NSW will take a more "holistic" approach to taxing electric vehicles.

The NSW government’s treasurer has appeared to back away from an immediate EV tax in comments to media, after previously expressing enthusiasm for adopting a similar system to the one which has been outlined in the budgets of other states.

In Victoria and South Australia, a specific tax for electric vehicles has been included in each state’s budget, as widely panned by the Electric Vehicle Council (EVC), environment groups and media. The taxes are the first of their kind in the world to specifically target EVs.

The taxes have been justified as a response to falling fuel excise and the need for all road users to pay for the roads they benefit from, however it is widely recognised that fuel excise tax is not quarantined for roads, but in fact goes to general revenue.

In comments to the media, the NSW treasurer Dominic Perrottet said such a tax will not be instituted in NSW, at least until there is more take-up of electrified technology on roads.

“Over time, people who use the roads should pay for the roads, just like they do with fuel excise, but what we don’t want to do is impede innovation and take-up,” he told The Sydney Morning Herald. “We’re working on a holistic package to announce in the budget.”

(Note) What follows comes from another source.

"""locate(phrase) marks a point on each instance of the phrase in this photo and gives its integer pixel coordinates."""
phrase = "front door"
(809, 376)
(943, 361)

This apparent step-back from Mr Perrottet’s previous comments supporting the idea of an EV tax in the budget was welcomed immediately by the EVC, which represents 71 industry stakeholders.

“We respect the NSW treasurer’s consultative and thoughtful approach on meeting this challenge,” EVC CEO Behyad Jafari said.

While ultimately conceding that “done well, road-user charges are a sensible way forward”, Mr Jafari said they should not “be introduced in a way that encourages people to stay in oil-thirsty vehicles”.

“That’s unfortunately what Victoria’s blunt EV tax will do, and it is a trap Mr Perrottet has thankfully avoided in his state,” he added.

The NSW government is expected to reveal its full EV strategy imminently, but Mr Perrottet said it would not be in the half-yearly review as his “thinking hadn’t settled” on the matter.

NSW's EV taxation strategy will be at odds with Victoria's. NSW's EV taxation strategy will be at odds with Victoria's.

The NSW government has a target of net zero emissions by 2050 and a goal to have one of the largest EV fleets in Australia. It has mandated that 30 per cent of its own fleet will be electric or hybrid by 2023, with at least 10 per cent being all-electric. It has also committed $3 million to fast-charging infrastructure on regional corridors and $2 million for charging points in commuter car parks.

It is also developing incentives to help commercial fleet operators transition to EVs to “help fast-track the transport sector to net zero emissions by 2050” in spite of a lack of a similar commitment by the federal government, which has been called for by manufacturers including Kia and Volkswagen.

As upfront cost is still the key disincentive for consumers when it comes to EVs, a healthy secondhand market as stimulated by large government and commercial fleets is necessary for the technology to be more widely adopted. Without government incentives rather than taxes, the pressure is on vehicle manufacturers to sustain the availability of slow-selling models in the meantime.